En este momento se comienzan a percibir los primeros efectos colaterales del huracán Eta, que toca ya tierra nicaragüense y causa secuelas en Honduras, con la posibilidad de internarse más en el territorio centroamericano y traer lluvias intermitentes sobre Guatemala, que ya padece algunos efectos de sistemas lluviosos previos. Un ejemplo de los mismos es el socavamiento del puente sobre la carretera que comunica Escuintla con El Salvador o el hundimiento que tuvo lugar en Purulhá, Baja Verapaz, sobre la ruta a Cobán.

El área metropolitana de Guatemala, la más densamente poblada del país, tiene alta proporción de población residente en áreas consideradas de riesgo y alto riesgo, sobre todo aquellos asentamientos que han crecido en las orillas y las laderas de barrancos.

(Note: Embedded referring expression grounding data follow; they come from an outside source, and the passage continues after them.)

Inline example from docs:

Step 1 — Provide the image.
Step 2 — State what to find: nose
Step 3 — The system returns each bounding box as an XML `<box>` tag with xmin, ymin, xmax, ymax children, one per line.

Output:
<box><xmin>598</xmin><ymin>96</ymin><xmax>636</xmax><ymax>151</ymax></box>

La pobreza y la falta de acceso a viviendas en zonas seguras y que sean sufragables por las familias han disparado este tipo de colonias, sin que exista autoridad con la suficiente voluntad política para impedirlo.

Las lluvias no son el único factor de riesgo, pues también existe el factor sísmico, ya sea por causas tectónicas o volcánicas, sin que el país haya podido crear y asumir un código de construcción que sustente normas estructurales para asegurar la cimentación y resistencia de viviendas a todo tipo de temblores.

La misma falta de planes de ordenamiento territorial en numerosos municipios del país genera verdaderas bombas de tiempo, puesto que se crean urbanizaciones y colonias en áreas que antes fueron lagunas, cauce de antiguos ríos o bien sobre fallas geológicas. De nuevo, los intereses políticos suelen anteponerse a la visión de seguridad constructiva.

A la larga, es la Nación la que sale perdiendo al momento de un desastre, ya sea focalizado en regiones o de dimensión nacional, puesto que la pérdida de vidas acarrea efectos económicos sobre las familias, especialmente los menores de edad, que a menudo ven truncadas sus posibilidades de un mejor desarrollo. Así también hay con frecuencia sucesos de inundaciones, causadas por desvíos ilegales de ríos, que conllevan pérdidas materiales para comunidades enteras. Ya sean cosechas arruinadas, enseres dañados o viviendas depreciadas, el costo de oportunidad que traen estos sucesos de vulnerabilidad supera con creces el que pudo haber tenido el criterio de prevención.

Es de anhelar que la tormenta Eta no golpee con tanta fuerza a la región centroamericana, tan sometida a precariedades. Es algo que está sujeto más bien a la buena fortuna. Lo que no debería quedar en el aire, a merced de las veleidades políticas o de las conveniencias coyunturales, es la elaboración de un código de construcción que asegure tanto las áreas donde se construirá como la ejecución misma de las viviendas, lo cual no necesariamente tiene que ser oneroso, pero sí estructuralmente seguro para prevenir males mayores.